LLM API Cost Calculator
Estimate API cost, compare models, find your breakeven volume, and see which cloud platforms host each model. Covers 110+ frontier LLMs from OpenAI, Anthropic, Google, Meta, Mistral, xAI, NVIDIA, plus Chinese providers (DeepSeek, Qwen, GLM, Kimi, Yi, Hunyuan, Baichuan).
Pick a model + workload, then hit Calculate to see daily, monthly, and annual costs.
How to use
Pick the provider first — that filters the Model dropdown to only that lab's offerings. Estimate your average input tokens (the prompt) and average output tokens (the response) per request. Set your daily request volume. Optionally tick prompt-caching if you reuse large system prompts, or Batch API if you can tolerate ~24h latency for ~50% off. The result panel shows the cost per request, daily/monthly/annual projections, the cheapest equivalent frontier model, and a 5-model leaderboard so you can see whether you're overpaying.
Formula
Per-request cost = (input_tokens / 1,000,000) × input_price + (output_tokens / 1,000,000) × output_price. Cached input swaps in the cached_input_price for the cached portion. Batch API multiplies the whole thing by (1 − batch_discount). Daily = per-request × requests_per_day. Monthly = daily × 30. Annual = daily × 365.
Assumptions
- •Pricing is sourced from each provider's official pricing page on the date noted in the data refresh tag. Pricing changes monthly; verify against the source URL before committing to large workloads.
- •A 30-day month and 365-day year are used — actual monthly cost will vary by ±3% depending on the calendar month.
- •Batch API discount is applied uniformly when ticked. Some providers charge separately for image / function-calling tokens; this calc covers text-only pricing.
- •Cached input pricing applies only to the cached portion of input tokens. Fresh tokens within the same request still use the standard input rate.
- •Cost-comparison "cheapest frontier" is defined as any model with MMLU ≥ 80. That's a coarse proxy — for code or vision workloads, swap based on HumanEval / MMMU instead (see the Comparison tab).
FAQ
How do I count tokens before I run the request?
Use the official tokeniser from each provider: tiktoken for OpenAI, anthropic.count_tokens for Anthropic, the Vertex AI count_tokens endpoint for Gemini.

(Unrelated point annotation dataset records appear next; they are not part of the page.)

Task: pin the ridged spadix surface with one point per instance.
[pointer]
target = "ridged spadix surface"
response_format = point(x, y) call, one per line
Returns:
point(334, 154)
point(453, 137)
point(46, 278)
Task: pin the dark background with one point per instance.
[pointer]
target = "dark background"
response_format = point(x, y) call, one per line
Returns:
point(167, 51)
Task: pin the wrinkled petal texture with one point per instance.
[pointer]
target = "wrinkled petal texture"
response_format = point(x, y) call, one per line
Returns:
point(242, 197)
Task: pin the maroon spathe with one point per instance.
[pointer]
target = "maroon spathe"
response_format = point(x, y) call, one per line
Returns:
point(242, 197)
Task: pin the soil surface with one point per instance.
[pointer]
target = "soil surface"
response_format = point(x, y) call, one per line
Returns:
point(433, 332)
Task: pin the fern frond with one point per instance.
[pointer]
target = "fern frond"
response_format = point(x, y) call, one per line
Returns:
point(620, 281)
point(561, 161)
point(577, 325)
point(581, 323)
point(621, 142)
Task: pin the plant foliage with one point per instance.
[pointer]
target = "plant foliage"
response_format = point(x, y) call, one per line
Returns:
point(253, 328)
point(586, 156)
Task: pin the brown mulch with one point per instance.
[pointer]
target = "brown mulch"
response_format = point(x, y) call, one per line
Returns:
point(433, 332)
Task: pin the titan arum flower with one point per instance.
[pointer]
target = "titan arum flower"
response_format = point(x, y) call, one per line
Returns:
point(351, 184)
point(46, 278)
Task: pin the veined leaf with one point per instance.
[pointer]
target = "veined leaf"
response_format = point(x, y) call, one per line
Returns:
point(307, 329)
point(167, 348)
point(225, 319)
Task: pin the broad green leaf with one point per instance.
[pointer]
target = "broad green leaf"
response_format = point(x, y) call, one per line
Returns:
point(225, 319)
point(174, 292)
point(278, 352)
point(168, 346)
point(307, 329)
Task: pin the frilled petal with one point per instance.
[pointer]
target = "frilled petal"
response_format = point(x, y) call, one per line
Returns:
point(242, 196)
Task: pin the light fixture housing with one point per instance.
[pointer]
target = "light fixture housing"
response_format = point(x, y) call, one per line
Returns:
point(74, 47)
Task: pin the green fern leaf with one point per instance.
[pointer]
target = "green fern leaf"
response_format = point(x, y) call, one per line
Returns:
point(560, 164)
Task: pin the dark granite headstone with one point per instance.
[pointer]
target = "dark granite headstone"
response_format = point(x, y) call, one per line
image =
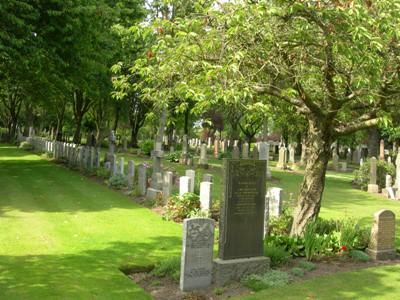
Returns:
point(242, 209)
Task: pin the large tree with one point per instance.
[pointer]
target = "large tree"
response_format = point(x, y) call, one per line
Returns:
point(336, 64)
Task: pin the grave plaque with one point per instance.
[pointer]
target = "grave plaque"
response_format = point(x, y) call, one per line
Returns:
point(242, 209)
point(197, 253)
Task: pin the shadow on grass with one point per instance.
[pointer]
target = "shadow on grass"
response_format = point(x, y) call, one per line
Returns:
point(372, 283)
point(39, 185)
point(91, 274)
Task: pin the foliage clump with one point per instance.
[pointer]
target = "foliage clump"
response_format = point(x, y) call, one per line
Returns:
point(169, 267)
point(146, 146)
point(26, 146)
point(181, 207)
point(362, 175)
point(272, 278)
point(118, 181)
point(278, 255)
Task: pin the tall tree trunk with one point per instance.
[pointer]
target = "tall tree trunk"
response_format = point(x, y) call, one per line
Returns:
point(117, 115)
point(134, 137)
point(77, 134)
point(373, 142)
point(309, 202)
point(81, 107)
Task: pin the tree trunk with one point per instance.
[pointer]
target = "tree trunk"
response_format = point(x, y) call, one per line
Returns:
point(309, 202)
point(77, 133)
point(134, 137)
point(373, 142)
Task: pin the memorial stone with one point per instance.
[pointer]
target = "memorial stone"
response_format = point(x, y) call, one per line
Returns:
point(131, 174)
point(168, 184)
point(241, 223)
point(142, 179)
point(275, 202)
point(372, 186)
point(192, 175)
point(382, 245)
point(245, 151)
point(184, 185)
point(205, 196)
point(203, 162)
point(235, 152)
point(197, 254)
point(207, 177)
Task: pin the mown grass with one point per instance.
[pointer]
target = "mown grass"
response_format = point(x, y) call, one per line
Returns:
point(64, 236)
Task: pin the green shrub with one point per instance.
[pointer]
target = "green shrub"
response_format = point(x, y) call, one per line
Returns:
point(181, 207)
point(362, 175)
point(146, 146)
point(299, 272)
point(173, 156)
point(348, 234)
point(359, 255)
point(313, 243)
point(103, 173)
point(118, 181)
point(307, 265)
point(323, 226)
point(26, 146)
point(293, 245)
point(281, 225)
point(168, 267)
point(218, 291)
point(222, 155)
point(278, 255)
point(273, 278)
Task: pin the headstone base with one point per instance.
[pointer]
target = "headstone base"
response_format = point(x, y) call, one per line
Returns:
point(382, 254)
point(153, 193)
point(373, 188)
point(226, 271)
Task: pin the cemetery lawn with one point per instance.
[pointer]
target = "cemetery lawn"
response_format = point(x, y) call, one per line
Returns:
point(64, 236)
point(373, 283)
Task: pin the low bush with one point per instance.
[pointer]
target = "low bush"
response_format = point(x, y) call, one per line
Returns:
point(278, 255)
point(299, 272)
point(359, 255)
point(293, 245)
point(146, 147)
point(169, 267)
point(273, 278)
point(313, 243)
point(103, 173)
point(26, 146)
point(307, 265)
point(118, 181)
point(281, 225)
point(181, 207)
point(362, 175)
point(352, 236)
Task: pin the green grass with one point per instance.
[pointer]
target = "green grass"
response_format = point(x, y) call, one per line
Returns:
point(340, 199)
point(373, 283)
point(63, 236)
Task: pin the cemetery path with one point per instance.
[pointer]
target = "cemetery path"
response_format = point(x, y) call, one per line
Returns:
point(63, 236)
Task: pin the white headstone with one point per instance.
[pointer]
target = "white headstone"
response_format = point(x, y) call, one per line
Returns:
point(184, 185)
point(197, 254)
point(205, 196)
point(275, 201)
point(192, 175)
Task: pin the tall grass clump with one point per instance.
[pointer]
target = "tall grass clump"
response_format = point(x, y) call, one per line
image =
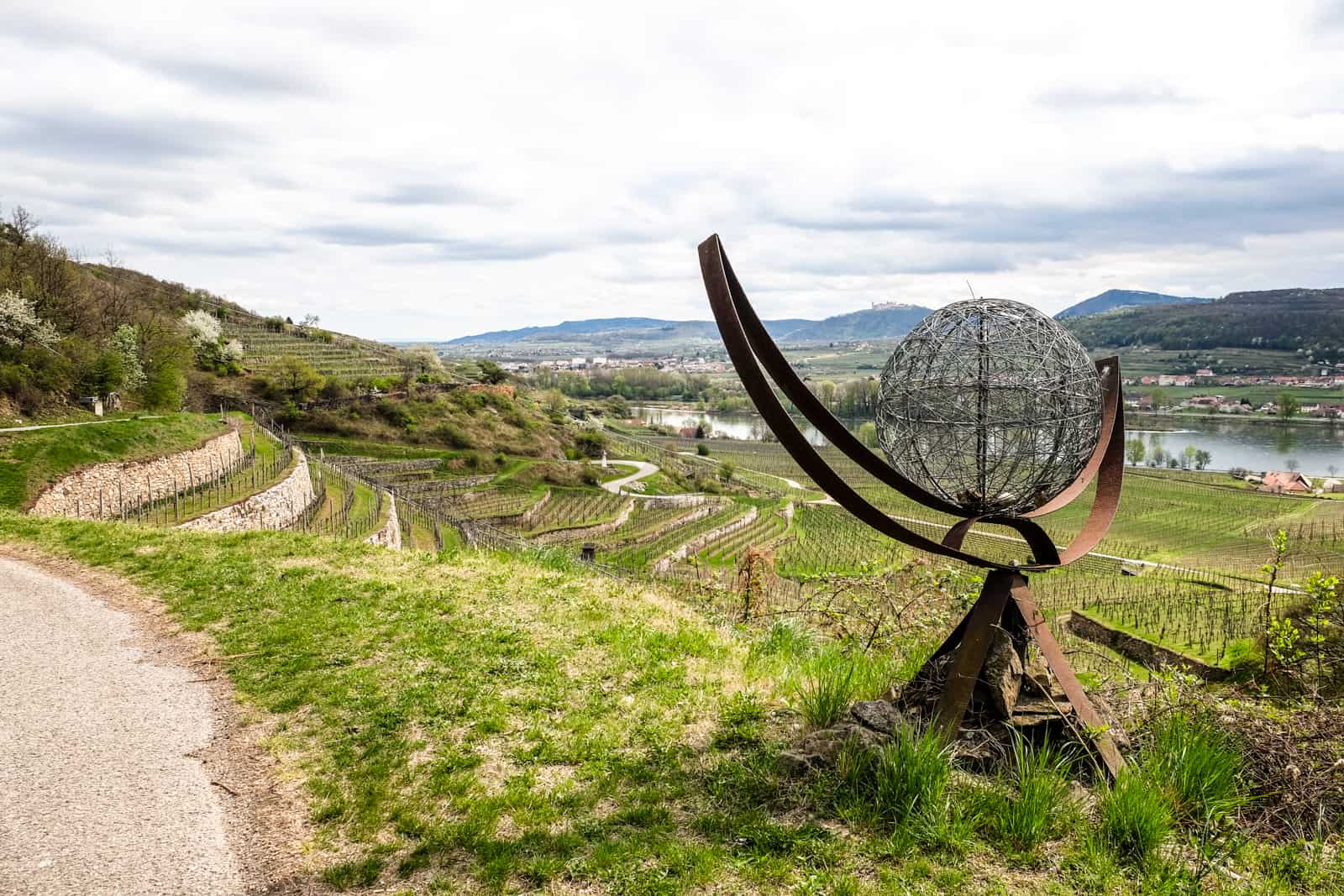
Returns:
point(824, 683)
point(900, 783)
point(785, 641)
point(1135, 817)
point(1196, 765)
point(824, 687)
point(1032, 805)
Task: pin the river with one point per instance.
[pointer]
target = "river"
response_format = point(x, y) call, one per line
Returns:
point(1258, 446)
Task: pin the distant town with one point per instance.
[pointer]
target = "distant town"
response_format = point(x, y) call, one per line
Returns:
point(1234, 405)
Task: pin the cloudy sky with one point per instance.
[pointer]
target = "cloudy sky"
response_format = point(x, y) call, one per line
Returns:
point(418, 175)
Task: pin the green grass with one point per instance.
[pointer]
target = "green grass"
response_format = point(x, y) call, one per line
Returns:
point(1195, 763)
point(1135, 819)
point(487, 723)
point(1032, 804)
point(33, 461)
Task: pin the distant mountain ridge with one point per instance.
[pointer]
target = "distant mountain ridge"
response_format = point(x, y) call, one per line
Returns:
point(1301, 320)
point(877, 322)
point(1116, 298)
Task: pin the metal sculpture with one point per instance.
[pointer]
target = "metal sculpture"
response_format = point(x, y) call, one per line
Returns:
point(974, 430)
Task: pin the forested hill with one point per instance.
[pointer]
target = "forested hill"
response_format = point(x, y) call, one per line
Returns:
point(1116, 298)
point(1283, 318)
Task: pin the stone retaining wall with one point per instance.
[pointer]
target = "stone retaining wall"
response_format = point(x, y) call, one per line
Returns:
point(276, 508)
point(1142, 651)
point(390, 537)
point(138, 481)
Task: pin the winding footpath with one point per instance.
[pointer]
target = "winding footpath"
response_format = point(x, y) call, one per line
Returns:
point(644, 470)
point(101, 788)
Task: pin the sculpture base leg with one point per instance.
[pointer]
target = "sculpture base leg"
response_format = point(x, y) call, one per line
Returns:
point(1005, 602)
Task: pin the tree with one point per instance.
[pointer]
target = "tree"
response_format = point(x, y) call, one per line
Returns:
point(20, 325)
point(1280, 553)
point(1135, 452)
point(201, 327)
point(1287, 405)
point(125, 343)
point(492, 372)
point(421, 360)
point(296, 378)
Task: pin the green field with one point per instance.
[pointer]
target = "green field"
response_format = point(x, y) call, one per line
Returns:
point(484, 723)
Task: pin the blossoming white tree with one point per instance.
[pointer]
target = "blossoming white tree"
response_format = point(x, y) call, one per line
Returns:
point(20, 325)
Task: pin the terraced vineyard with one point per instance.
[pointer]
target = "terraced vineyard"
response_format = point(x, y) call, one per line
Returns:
point(645, 553)
point(768, 528)
point(1180, 563)
point(344, 358)
point(570, 510)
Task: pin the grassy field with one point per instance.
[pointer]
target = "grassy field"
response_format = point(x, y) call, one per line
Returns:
point(486, 723)
point(33, 461)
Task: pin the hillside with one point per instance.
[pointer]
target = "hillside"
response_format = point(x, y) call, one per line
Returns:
point(1307, 320)
point(1117, 298)
point(73, 329)
point(616, 335)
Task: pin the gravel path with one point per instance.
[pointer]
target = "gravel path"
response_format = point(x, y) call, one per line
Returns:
point(100, 786)
point(645, 469)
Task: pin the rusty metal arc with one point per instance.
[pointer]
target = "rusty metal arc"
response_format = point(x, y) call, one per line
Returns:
point(752, 349)
point(1005, 594)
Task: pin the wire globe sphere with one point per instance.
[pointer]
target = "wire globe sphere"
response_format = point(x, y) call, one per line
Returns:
point(991, 406)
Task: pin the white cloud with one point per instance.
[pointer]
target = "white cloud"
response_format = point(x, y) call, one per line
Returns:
point(436, 170)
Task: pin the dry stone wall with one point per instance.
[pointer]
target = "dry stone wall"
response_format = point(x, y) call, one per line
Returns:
point(128, 484)
point(276, 508)
point(390, 537)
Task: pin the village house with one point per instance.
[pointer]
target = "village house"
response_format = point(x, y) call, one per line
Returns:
point(1205, 401)
point(1285, 483)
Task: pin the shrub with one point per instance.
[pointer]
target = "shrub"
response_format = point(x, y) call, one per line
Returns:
point(591, 443)
point(1135, 817)
point(396, 414)
point(1196, 766)
point(900, 782)
point(450, 436)
point(1034, 799)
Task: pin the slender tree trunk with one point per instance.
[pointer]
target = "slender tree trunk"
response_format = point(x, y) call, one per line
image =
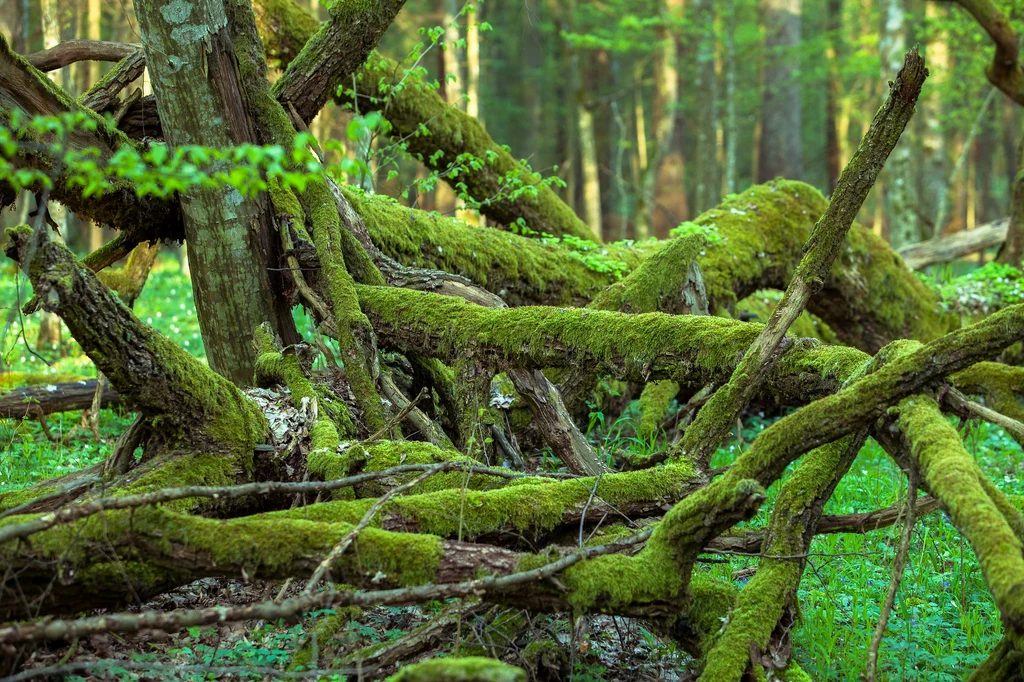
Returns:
point(49, 324)
point(666, 95)
point(671, 202)
point(781, 145)
point(706, 84)
point(731, 122)
point(200, 96)
point(901, 200)
point(936, 162)
point(834, 156)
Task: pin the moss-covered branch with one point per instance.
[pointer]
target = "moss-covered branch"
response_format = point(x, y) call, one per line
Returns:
point(694, 350)
point(155, 376)
point(529, 507)
point(771, 596)
point(23, 87)
point(718, 415)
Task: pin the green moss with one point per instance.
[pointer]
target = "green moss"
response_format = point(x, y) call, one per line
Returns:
point(654, 402)
point(528, 505)
point(519, 269)
point(761, 304)
point(712, 599)
point(657, 285)
point(460, 670)
point(11, 499)
point(953, 477)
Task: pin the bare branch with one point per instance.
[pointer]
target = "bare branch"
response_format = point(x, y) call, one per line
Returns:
point(336, 51)
point(718, 415)
point(76, 512)
point(71, 51)
point(270, 610)
point(950, 247)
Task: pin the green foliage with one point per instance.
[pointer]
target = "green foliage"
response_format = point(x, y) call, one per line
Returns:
point(160, 171)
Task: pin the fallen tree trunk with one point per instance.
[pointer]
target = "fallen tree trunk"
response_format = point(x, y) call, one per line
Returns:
point(950, 247)
point(31, 402)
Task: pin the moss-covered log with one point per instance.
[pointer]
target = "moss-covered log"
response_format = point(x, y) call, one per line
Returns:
point(153, 375)
point(693, 350)
point(286, 26)
point(756, 242)
point(24, 88)
point(767, 605)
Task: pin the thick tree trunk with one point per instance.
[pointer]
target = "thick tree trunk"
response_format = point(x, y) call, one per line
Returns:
point(708, 188)
point(781, 146)
point(666, 83)
point(901, 195)
point(200, 96)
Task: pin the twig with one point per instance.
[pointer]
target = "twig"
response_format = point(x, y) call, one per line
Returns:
point(268, 610)
point(965, 408)
point(898, 565)
point(400, 416)
point(586, 508)
point(77, 485)
point(220, 671)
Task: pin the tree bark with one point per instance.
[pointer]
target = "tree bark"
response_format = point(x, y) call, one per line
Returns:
point(195, 73)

Rough estimate: 1 token ≈ 4 English characters or ¾ of a word. Code is more token-dense than prose.
Why is output so much more expensive than input?
Output tokens require sequential decoding — the model generates them one at a time, and each one occupies GPU compute. Input tokens are processed in parallel during the prefill phase, which is much cheaper. Most frontier models price output 3–5× higher than input.
Should I use the Batch API?
Yes if your workload tolerates ~24h latency. The 50% discount is real and is the biggest single lever to reduce LLM costs. Common batch use cases: nightly content moderation, document summarisation pipelines, embeddings backfills.
How does prompt caching affect cost?
Anthropic prompt-cache and OpenAI cached-input charge 10–25% of the standard input rate for tokens that hit the cache. If you have a large stable system prompt (e.g. > 1,000 tokens) reused across requests, caching can drop your input bill by 50–80%.